First of all, the orchestra was impeccable. Our conductor Sean Newhouse selected extremely talented players and was an incredible musician and leader. Cassandra Lovering has a reputation for staging “honestly”, which really brought out the best in our singing actors. I think the combination of her staging and Mike Bromberg’s impressive lighting design allowed the audience to become lost in the world of Hansel and Gretel despite minimal sets and a somewhat difficult venue. Within five minutes, I forgot that Jacque Kress was a girl and not a little boy with mischievous ways and a ton of energy. Oriana Dunlop delighted everyone in the audience with her wildly funny witch antics. Bethany Worrell lulled us all into a trance as the Dew Fairy with her smooth and luxurious voice. There were so many special moments. I was very proud of everyone involved.
Do you ever perform? Why or why not?
I perform regularly with orchestras and opera companies other than MetroWest Opera (visit my website at www.danavarga.com to see my calendar). I try to perform with MetroWest Opera just about every other season, when possible. I love to be immersed in the production and soak up everything I have worked so hard to build. And, from a practical standpoint, many of our donors and patrons are personal friends, colleagues, and contacts, so they ask me to sing with MetroWest Opera as often as possible.
How would you respond if someone said that they didn’t like opera? Why do you think that it’s important for reviewers and critics to review opera?
If someone has been exposed to lots of opera and decided that they didn’t like it, I can respect that. It isn’t for everyone . . . I have watched a lot of baseball but I just can’t seem to get into it. However, if someone “doesn’t like opera” because they haven’t given it a chance, I would try to convince them to get out into their community and see for themselves what it is all about. Often, people are pleasantly surprised. It is an exciting and visceral experience to witness trained, talented, unamplified opera singers live! There are many reasons that having opera reviewed is important. I would say the top two reasons are that: a) it helps spread word about the show to the community and can encourage folks that might not have been interested to come out and see it, and b) the singers need reviews in order to build their own portfolios and websites. Again, my company exists primarily to serve the singers. I want their talent to be recognized!

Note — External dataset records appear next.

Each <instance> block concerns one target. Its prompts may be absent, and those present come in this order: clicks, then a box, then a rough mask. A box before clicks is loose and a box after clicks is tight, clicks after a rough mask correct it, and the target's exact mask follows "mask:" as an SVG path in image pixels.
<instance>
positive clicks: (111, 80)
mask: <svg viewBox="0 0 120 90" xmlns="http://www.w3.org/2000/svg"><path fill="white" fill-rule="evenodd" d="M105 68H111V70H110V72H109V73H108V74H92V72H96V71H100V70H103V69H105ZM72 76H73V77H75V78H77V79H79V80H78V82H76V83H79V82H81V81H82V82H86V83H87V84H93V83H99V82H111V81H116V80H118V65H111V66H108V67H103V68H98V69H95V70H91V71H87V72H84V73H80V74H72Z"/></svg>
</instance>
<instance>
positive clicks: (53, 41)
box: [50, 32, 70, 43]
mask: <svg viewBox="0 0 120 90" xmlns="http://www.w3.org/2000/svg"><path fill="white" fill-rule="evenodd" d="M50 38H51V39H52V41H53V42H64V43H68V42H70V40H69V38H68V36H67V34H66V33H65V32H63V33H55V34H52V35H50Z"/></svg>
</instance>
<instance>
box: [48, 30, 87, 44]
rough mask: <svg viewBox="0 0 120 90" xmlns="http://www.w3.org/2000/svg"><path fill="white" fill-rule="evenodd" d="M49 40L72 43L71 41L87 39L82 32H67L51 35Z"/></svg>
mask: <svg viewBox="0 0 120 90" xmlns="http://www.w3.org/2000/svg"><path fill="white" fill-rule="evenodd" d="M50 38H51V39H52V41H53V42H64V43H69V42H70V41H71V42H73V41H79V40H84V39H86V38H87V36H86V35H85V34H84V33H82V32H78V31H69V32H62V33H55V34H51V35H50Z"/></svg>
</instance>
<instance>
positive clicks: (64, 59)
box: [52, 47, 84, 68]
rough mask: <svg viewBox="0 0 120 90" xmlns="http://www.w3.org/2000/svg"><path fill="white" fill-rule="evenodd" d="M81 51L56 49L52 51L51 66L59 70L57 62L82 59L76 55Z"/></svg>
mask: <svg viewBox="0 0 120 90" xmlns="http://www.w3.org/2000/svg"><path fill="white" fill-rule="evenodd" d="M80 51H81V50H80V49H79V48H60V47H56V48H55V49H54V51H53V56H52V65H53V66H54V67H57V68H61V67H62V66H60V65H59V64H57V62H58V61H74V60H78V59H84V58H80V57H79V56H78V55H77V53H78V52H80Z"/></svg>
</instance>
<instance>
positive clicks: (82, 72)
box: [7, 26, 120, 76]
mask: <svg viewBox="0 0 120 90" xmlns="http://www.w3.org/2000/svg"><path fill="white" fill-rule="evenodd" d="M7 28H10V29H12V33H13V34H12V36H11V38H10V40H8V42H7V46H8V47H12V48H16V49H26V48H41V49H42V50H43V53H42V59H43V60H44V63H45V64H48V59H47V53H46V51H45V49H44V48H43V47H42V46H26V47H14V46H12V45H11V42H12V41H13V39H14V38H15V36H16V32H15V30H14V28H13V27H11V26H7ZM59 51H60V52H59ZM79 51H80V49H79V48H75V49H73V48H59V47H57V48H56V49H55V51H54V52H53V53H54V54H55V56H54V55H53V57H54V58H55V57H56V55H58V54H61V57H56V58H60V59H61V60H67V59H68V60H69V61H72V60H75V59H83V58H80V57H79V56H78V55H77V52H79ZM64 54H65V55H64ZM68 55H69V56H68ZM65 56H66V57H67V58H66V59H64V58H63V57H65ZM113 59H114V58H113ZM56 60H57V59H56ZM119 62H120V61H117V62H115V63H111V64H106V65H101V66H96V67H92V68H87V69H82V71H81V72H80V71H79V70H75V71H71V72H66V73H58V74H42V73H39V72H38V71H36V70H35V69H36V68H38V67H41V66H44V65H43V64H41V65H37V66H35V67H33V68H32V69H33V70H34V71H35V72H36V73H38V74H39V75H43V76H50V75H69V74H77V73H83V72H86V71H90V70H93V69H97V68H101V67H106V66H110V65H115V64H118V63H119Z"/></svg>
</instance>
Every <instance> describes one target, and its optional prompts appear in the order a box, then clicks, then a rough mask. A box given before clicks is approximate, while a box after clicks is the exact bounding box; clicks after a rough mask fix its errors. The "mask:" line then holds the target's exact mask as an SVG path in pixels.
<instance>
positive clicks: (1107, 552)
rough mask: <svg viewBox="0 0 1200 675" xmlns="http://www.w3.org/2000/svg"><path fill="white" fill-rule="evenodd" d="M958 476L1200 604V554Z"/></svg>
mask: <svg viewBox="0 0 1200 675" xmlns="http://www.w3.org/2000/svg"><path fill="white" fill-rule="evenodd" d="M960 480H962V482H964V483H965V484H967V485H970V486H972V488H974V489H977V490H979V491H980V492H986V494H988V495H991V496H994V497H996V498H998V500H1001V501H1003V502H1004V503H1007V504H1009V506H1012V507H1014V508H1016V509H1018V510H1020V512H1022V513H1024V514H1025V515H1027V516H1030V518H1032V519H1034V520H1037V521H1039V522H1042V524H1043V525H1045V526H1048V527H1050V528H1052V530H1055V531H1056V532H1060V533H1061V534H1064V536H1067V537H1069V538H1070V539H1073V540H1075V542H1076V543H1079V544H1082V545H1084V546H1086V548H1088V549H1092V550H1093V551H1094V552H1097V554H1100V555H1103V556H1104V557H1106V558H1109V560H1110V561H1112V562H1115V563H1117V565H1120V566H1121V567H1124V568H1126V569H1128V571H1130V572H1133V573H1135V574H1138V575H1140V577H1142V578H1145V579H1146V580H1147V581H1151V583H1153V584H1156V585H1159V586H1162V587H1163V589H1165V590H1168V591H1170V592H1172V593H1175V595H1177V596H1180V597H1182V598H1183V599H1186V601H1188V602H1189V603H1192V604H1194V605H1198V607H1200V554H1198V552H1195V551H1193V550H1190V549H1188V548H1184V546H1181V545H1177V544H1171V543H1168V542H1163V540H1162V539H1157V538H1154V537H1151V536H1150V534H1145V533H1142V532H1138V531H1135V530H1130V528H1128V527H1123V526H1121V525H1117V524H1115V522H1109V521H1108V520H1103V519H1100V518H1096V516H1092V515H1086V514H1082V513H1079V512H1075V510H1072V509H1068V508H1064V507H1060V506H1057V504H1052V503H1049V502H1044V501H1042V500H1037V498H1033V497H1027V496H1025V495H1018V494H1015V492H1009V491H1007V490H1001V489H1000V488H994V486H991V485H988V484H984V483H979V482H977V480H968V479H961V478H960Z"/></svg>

What are some of the operas that you would love to produce? Why?
Well, my two favorite operas are Turandot by Puccini and Der Rosenkavalier by Strauss. I think they both expose the human condition so beautifully and poignantly, and the music is to die for. Some operas (and musicals!) that I also love and are perhaps more realistic for MetroWest Opera’s future are Mozart’s Le Nozze di Figaro, Sondheim’s A Little Night Music, Puccini’s La Boheme, Adamo’s Little Women, and Weill’s Street Scene.
What is your favorite song? Favorite lyric?
My favorite song is "Stay (I Missed You)" by Lisa Loeb. My favorite lyrics are from a different song, which is from Edith Piaf’s "Je ne regrette rien." In English, the translation of my favorite lyrics in this song are “No, I regret nothing… because my life, my joys…today, they begin with you.”
If you could be on any reality TV show, which would you choose? Why? Would you win?
If I could be on any reality TV show, I would choose America’s Next Top Model (“plus size” edition). I would obviously win because I’m curvy and have killer bitch face, which translates really well in pictures . . . I would really have to work on my walk, though!
What is one thing that you would like to share with our ArtsImpulse readers?
I recently wrote an article in which I strongly advocate for the "correlating career." This is a second career that one pursues alongside a performance career, not a "back-up plan," "fall back" or "plan B." I believe that singers should plan on a correlating career from the very start of their career mapping. Having a strong second skill set is key for success in today’s classical singing business to ensure financial stability and personal satisfaction.